Fitting 5 folds for each of 324 candidates, totalling 1620 fits


In [21]:
grid_search.best_params_

{'bootstrap': True,
 'max_depth': 90,
 'max_features': 3,
 'min_samples_leaf': 1,
 'min_samples_split': 2,
 'n_estimators': 800}

In [15]:
# Implement second baseline model as random forest regression
rand_for_off = RandomForestRegressor(n_estimators = 800, min_samples_split=2, min_samples_leaf=1, max_features='auto', max_depth=100, bootstrap=True, random_state=42)
rand_for_off.fit(X_train_offblock, y_train_offblock)
rand_for_off.predict(X_test_offblock)

rand_for_on = RandomForestRegressor(n_estimators = 10, random_state=42)
rand_for_on.fit(X_train_onblock, y_train_onblock)
rand_for_on.predict(X_test_onblock)

array([18.1, 18.5, 34.9, ..., 51.1, 17.1, 23.8])

In [22]:
r2_offblock = rand_for_off.score(X_test_offblock, y_test_offblock)
rmse_offblock = np.sqrt(mean_squared_error(y_test_offblock, rand_for_off.predict(X_test_offblock)))
print('The r^2 for offblock time is ' + str(round(r2_offblock, 4)))
print('The RMSE for offblock time is ' + str(round(rmse_offblock, 2)) + 'minutes.')
print('\n')

r2_onblock = rand_for_on.score(X_test_onblock, y_test_onblock)
rmse_onblock = np.sqrt(mean_squared_error(y_test_onblock, rand_for_on.predict(X_test_onblock)))
print('The r^2 for onblock time is ' + str(round(r2_onblock, 4)))
print('The RMSE for onblock time is ' + str(round(rmse_onblock, 2)) + 'minutes.')
print('\n')

The r^2 for offblock time is 0.9411
The RMSE for offblock time is 6.15minutes.

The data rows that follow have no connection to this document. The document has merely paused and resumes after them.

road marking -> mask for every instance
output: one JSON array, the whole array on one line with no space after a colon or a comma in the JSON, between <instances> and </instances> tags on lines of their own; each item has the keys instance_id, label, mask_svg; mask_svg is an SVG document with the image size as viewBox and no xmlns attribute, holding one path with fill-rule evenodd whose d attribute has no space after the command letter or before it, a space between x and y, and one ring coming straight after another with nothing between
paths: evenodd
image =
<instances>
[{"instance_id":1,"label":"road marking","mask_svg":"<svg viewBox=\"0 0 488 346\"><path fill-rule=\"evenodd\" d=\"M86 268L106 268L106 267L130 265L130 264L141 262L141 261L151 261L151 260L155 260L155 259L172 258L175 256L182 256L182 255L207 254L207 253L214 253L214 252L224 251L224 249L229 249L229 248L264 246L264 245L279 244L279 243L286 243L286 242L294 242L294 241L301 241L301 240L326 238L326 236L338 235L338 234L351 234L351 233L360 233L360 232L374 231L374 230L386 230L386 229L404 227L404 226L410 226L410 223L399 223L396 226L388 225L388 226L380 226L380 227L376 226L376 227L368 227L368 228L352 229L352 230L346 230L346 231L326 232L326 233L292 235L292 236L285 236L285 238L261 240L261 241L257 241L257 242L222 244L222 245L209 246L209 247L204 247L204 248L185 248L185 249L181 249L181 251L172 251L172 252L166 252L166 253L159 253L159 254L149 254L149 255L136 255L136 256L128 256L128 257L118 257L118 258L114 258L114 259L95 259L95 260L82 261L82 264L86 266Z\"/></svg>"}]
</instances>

The r^2 for onblock time is 0.963
The RMSE for onblock time is 4.64minutes.




In [25]:
# Implement second baseline model as random forest regression
rand_for_off = RandomForestRegressor(n_estimators = 800, min_samples_split=2, min_samples_leaf=1, max_features='auto', max_depth=90, bootstrap=True, random_state=42)
rand_for_off.fit(X_train_offblock, y_train_offblock)
rand_for_off.predict(X_test_offblock)

array([ 8.97125,  8.9725 , 26.40625, ..., 46.69125, 10.06875, 18.86125])

In [26]:
r2_offblock = rand_for_off.score(X_test_offblock, y_test_offblock)
rmse_offblock = np.sqrt(mean_squared_error(y_test_offblock, rand_for_off.predict(X_test_offblock)))
print('The r^2 for offblock time is ' + str(round(r2_offblock, 4)))
print('The RMSE for offblock time is ' + str(round(rmse_offblock, 2)) + 'minutes.')
print('\n')

The r^2 for offblock time is 0.9411
The RMSE for offblock time is 6.15minutes.